恋愛は遊び。私はずっと遊んでいたい。結夢さんの恋愛哲学を、その決意を、僕はあれから延々と考えていた。
恋愛は遊び。遊び。遊びかー。「遊び」と言う言葉には、意外に広がりがあると思う。
大学生で「遊び」というと、「パリピ」という言葉がすぐ思い浮かんだ。最近では、「陽キャ」というネットスラングも市民権を得ている。だが、僕はその言葉が嫌いだ。「陰キャのカリスマ」を友達に持っているからではない。何なら、「陰キャ」という言葉も嫌いだ。僕には「陰キャのカリスマ」と圭吾を囃し立てる人の気が知れない。

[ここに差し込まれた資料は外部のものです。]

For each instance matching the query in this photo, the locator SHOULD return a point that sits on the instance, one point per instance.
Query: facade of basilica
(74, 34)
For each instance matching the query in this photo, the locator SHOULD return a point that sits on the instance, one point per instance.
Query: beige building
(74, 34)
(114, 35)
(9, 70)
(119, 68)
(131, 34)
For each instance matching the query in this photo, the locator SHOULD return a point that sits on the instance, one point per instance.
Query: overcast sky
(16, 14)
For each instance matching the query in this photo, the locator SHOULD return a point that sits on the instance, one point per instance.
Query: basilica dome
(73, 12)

圭吾自身には何の責任もないが、僕は圭吾の信者は嫌いだ、いや違うな、正確にいうと苦手だ。その圧倒的な二項対立的な考え方が駄目なのかもしれない。
ここまで考えて、僕は最初の問いと今考えていることが随分離れていることに気が付いた。慣れないことをするものではない。考えを深めてみようとしたが、なかなか論理的にいかなかった。

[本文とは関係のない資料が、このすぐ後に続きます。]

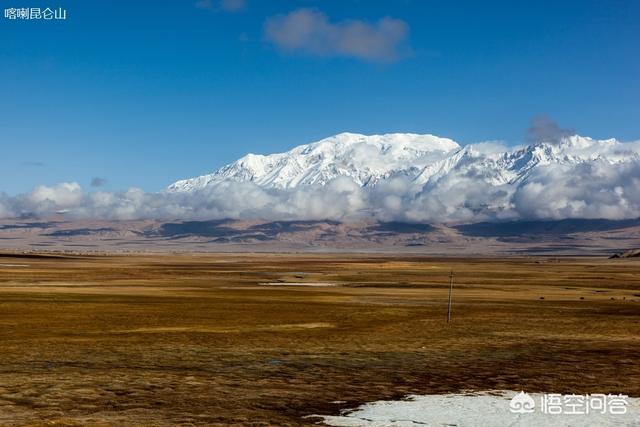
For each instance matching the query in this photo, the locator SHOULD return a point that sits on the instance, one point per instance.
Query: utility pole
(450, 292)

カランコロンカラン。どこか懐かしい音が、僕のバイト先のカフェに響く。月曜日の16時過ぎ、僕が接客する今日初めてのお客さんだ。
僕がバイトしているカフェは、こじんまりとした個人経営のお店。カウンター奥の、客から見えない位置に座り、船を漕いでいるのがマスター圏オーナー。客観的に見ても、店員として見ても、変なカフェである。店員としての体裁を保った言い方だと、マスターのこだわりが強い。ぶっちゃけて言えば、ただの金持ちの道楽。コーヒーだけは豆からこだわり、一通り有名なものを揃えているが、後のメニューは採算や在庫度外視のいい加減な経営状態である。

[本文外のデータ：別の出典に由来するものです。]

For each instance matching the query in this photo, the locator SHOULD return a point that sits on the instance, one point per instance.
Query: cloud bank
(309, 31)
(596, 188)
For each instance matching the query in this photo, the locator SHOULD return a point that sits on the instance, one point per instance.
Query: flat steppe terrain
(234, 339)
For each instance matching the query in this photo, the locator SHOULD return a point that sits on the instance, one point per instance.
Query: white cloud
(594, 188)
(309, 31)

ただマスターは気にもしてない様子。だからこそお客が少ないのにも関わらず少人数とはいえ店員を雇い、時給も1100円と高水準だから、僕としてはありがたい限りである。
そして今日の店員は、僕1人。マスターを起こすのもいつもの仕事だ。
だが、お客さんを待たせるわけにはいかないので、僕はひとまず接客に向かった。
お客さんは菊池さんだった。
菊池さんは多い時で週2回ほどこのカフェに来ていたが、しばらく姿が見えていなかった。夏休み期間は一度もなく、後期に入ってからも今日が初めての来店だ。ここまで時間が開くと、僕はもう来ないのではないかと半ば諦めていた。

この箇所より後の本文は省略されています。